MD5 Checksum

I have noticed on programs the MD5 Checksum on Hijack This and other downloaded programs . While I have started doing some digging on this subject. What is the purpose of this and how is it used to verify the program. Any suggestions on where to find info. is appreciated. (R)

Melih

Melih,
what about detecting ADS(Alternate Data Streams) attached to a file, unless I am incorrect, this will not change the file size nor the MD5 check sum. I know the file modified date will change with the attachment of an ADS. Does CFP use a combination of date and MD5.

(S) (:CLP)

OD

can u pls expand on what you mean by ADS as far as a file is concerned.
thanks
Melih

“The attacker now puts the executable ipeye.exe into an alternate data stream associated with the existing file test_file The syntax to do this is as follows:
type ipeye.exe > test_file:ipeye.exe”

http://www.securityfocus.com/infocus/1822

Yes I am aware that there are several ADS discovery tools including the one in HJT

I was just wondering if CFP 3 was only relying on MD5 checksum for it’s system integrity verification

proir to CFP3 I was using
Sentinal 2.0 anti-Virus/Trojan Integrity Checker developed by RuntimeWare.
Sentinel works by analyzing exploits in both your Registry and your system folders; integrating with ANY(except Symantec 10.0 Corp) Anti-Virus program to quarantine these threats. Sentinel’s Integrity Checker will notify your anti-virus/trojan application(s) if any file has been modified or added in any way whatsoever (using either a heavily optimized CRC32, SHA-1, MD5 or MD4 algorithm–for those of you who don’t speak geek: Sentinel is fast, and very secure). Note: this is not an AV program however it will integrate with most very nicely

I don´t think this could program catch ADS(Alternate Data Streams) attached to a file
And it does not work With Symantec 10.0 Corp AV either But it does a fair job of idetifying file changes

Thanks for the quick reply Melih
OD

PS
I hav done minimal plating with these such attaching an exe to a text file and then launcing the hidden EXE from the registrty and as I said “this will not change the file size nor the MD5 check sum. I know the file modified date will change with the attachment of an ADS.”
if the are meanings to ADS(Alternate Data Streams) please let me know but from my research ADS is unique to the NTFS File system.

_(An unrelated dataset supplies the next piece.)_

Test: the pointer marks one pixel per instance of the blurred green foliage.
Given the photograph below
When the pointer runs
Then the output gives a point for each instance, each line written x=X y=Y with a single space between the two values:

Any good pointers to other reference sources, refering to other types of Alternate Data Streams, would be appreciated

we do have few different tricks afaik. the dev guys can answer it better than i can.

thanks
Melih

Yet another good reason for using FAT32. ADS and other data forking methods rely on journalling or extended directory recording capability in the OS. FAT32, for example, is too simple. LOL

Ewen :slight_smile:

Thank you for the extra info . That has led to more questions . What would be the best way to use ADS to determine if something is legit or not or is it just a piece of the puzzle?

The latter, I’m afraid, just another piece in the puzzle.